A morar num quinto andar, Henri Poudensan admite que a situação melhorou um pouco em relação aos primeiros tempos, mas diz que nem o segundo par de janelas que instalou por baixo das primeiras, com vidros duplos, lhe garante descanso: “Depende dos dias”. O pior são os chamados picos de ruído, sons fortes que se ouvem com mais impacto por terem lugar a uma hora em que não se diluem no barulho diurno. A súbita entrada em funcionamento de um camião, por exemplo, é “susceptível de causar forte incomodidade humana, pela consequente perturbação do sono, do descanso e do bem estar das pessoas que lhes estão expostas”, explicou um técnico que analisou a situação. O facto de esses picos não ultrapassarem os limites máximos permitidos de decibéis “não desresponsabiliza” quem os provoca, entendeu o Tribunal da Relação de Lisboa quando se pronunciou sobre este caso: “O direito ao repouso, ao descanso e ao sono mesmo assim pode ser ofendido”.
Sossego versus propriedade
Neste processo os juízes confrontaram-se com um conflito entre dois direitos, ambos consagrados na Constituição: o direito à saúde, ao ambiente e qualidade de vida, por um lado, e o direito de propriedade, por outro, consubstanciado neste caso no exercício de uma actividade económica relacionada com os resíduos urbanos. Nenhum deles é, porém, um direito absoluto e ilimitado.

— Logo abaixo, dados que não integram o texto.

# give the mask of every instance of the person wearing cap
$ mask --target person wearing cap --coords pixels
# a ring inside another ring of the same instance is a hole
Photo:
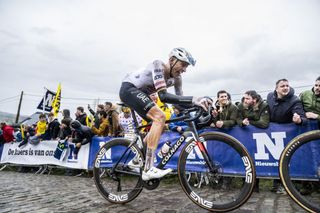
[[[158,169],[154,167],[155,151],[157,149],[162,130],[165,126],[165,114],[150,99],[149,95],[157,92],[164,103],[195,104],[207,110],[207,98],[195,98],[183,96],[182,76],[189,65],[194,66],[196,61],[184,48],[174,48],[169,54],[169,60],[165,63],[155,60],[146,68],[129,73],[122,81],[120,99],[130,108],[134,109],[142,118],[152,121],[152,126],[145,137],[147,143],[146,161],[142,172],[144,181],[161,178],[172,169]],[[167,91],[174,86],[175,94]]]

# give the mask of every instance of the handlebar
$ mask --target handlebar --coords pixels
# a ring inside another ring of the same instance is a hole
[[[172,123],[172,122],[176,122],[176,121],[185,121],[185,122],[191,122],[191,121],[195,121],[197,120],[203,113],[203,108],[200,106],[193,106],[191,108],[188,109],[184,109],[181,114],[183,114],[182,116],[170,119],[170,120],[166,120],[165,123]],[[208,115],[206,116],[206,119],[210,119],[211,118],[211,111],[212,111],[212,106],[209,105],[208,107]],[[196,112],[194,115],[192,115],[192,112]],[[208,118],[207,118],[208,117]],[[146,125],[143,126],[139,126],[139,129],[151,126],[152,122],[149,122]]]

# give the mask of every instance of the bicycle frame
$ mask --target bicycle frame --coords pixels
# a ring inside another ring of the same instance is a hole
[[[193,110],[194,111],[194,110]],[[145,144],[142,141],[142,135],[139,132],[140,129],[145,128],[150,126],[151,124],[147,124],[147,125],[143,125],[143,126],[139,126],[138,124],[138,120],[137,117],[135,115],[134,110],[131,109],[131,114],[133,117],[133,121],[134,121],[134,126],[133,126],[133,133],[135,135],[135,138],[132,140],[132,142],[130,143],[130,145],[128,146],[128,148],[124,151],[124,153],[122,154],[121,158],[115,163],[115,166],[113,167],[112,171],[114,172],[115,168],[117,168],[119,162],[121,162],[121,160],[123,159],[123,156],[125,156],[125,154],[127,153],[127,151],[132,147],[133,144],[138,144],[139,141],[141,141],[142,146],[144,147]],[[186,142],[186,138],[187,135],[192,135],[194,141],[196,141],[196,144],[199,148],[199,150],[201,151],[204,161],[207,163],[209,169],[211,172],[214,171],[214,166],[212,165],[212,159],[210,159],[210,156],[208,154],[207,149],[205,148],[205,146],[203,145],[203,143],[201,142],[202,139],[201,137],[199,137],[199,134],[197,132],[196,126],[195,126],[195,122],[194,120],[197,119],[200,115],[201,115],[202,110],[200,110],[200,112],[198,113],[198,115],[195,115],[194,117],[191,117],[189,115],[184,115],[181,117],[177,117],[175,119],[171,119],[171,120],[167,120],[166,123],[171,123],[171,122],[175,122],[175,121],[181,121],[184,120],[188,123],[188,126],[190,128],[189,131],[184,132],[179,138],[178,140],[169,148],[168,154],[166,156],[164,156],[162,158],[162,160],[160,161],[160,163],[157,165],[157,168],[159,169],[163,169],[166,164],[170,161],[170,159],[172,158],[172,156],[178,151],[178,149],[182,146],[182,144],[184,142]],[[191,118],[190,118],[191,117]],[[138,144],[139,146],[139,144]],[[139,146],[140,147],[140,146]],[[140,147],[141,148],[141,147]]]

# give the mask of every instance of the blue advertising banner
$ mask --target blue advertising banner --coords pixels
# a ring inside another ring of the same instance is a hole
[[[214,130],[224,132],[235,137],[248,149],[254,159],[257,176],[279,177],[278,160],[284,147],[294,137],[315,129],[318,129],[317,122],[310,122],[306,126],[271,123],[267,129],[259,129],[253,126],[247,126],[244,128],[236,126],[225,130],[203,129],[199,131],[199,133]],[[159,152],[160,148],[166,141],[169,141],[173,145],[179,137],[180,135],[176,132],[165,132],[162,134],[156,153]],[[94,137],[90,147],[88,162],[89,169],[93,168],[94,159],[100,146],[105,142],[108,142],[110,139],[110,137]],[[184,146],[184,144],[182,146]],[[215,161],[222,165],[222,169],[225,173],[239,174],[239,171],[243,171],[241,169],[243,166],[241,158],[237,157],[236,153],[233,153],[232,149],[229,149],[228,146],[214,141],[208,141],[205,146],[207,146],[209,153],[214,156]],[[166,168],[177,169],[177,162],[181,148],[182,147],[180,147],[178,152],[173,155],[166,165]],[[197,149],[195,149],[188,156],[187,169],[190,171],[201,171],[204,169],[201,166],[203,165],[203,159],[199,157],[201,155],[198,155],[197,152]],[[110,160],[116,155],[116,153],[117,150],[112,150],[112,153],[107,153],[106,155],[109,156],[105,157],[105,162],[112,163]],[[308,155],[306,156],[305,153],[308,153]],[[298,153],[296,157],[297,159],[294,159],[297,163],[295,164],[295,167],[291,168],[291,172],[299,178],[316,178],[317,169],[320,166],[319,153],[320,142],[313,143],[312,146],[304,147],[300,153]],[[161,158],[157,156],[157,162],[155,162],[155,164],[159,163],[160,160]],[[309,170],[307,168],[309,168]]]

Mas enquanto os tribunais de primeira e segunda instância decidiram proibir a empresa municipal a laborar durante a madrugada, em prol do direito ao descanso das famílias do condomínio, o Supremo Tribunal de Justiça resolveu impor-lhe apenas medidas mitigadoras do ruído nesse horário, por estar em causa uma actividade que assegura o bem-estar público, a higiene e a salubridade.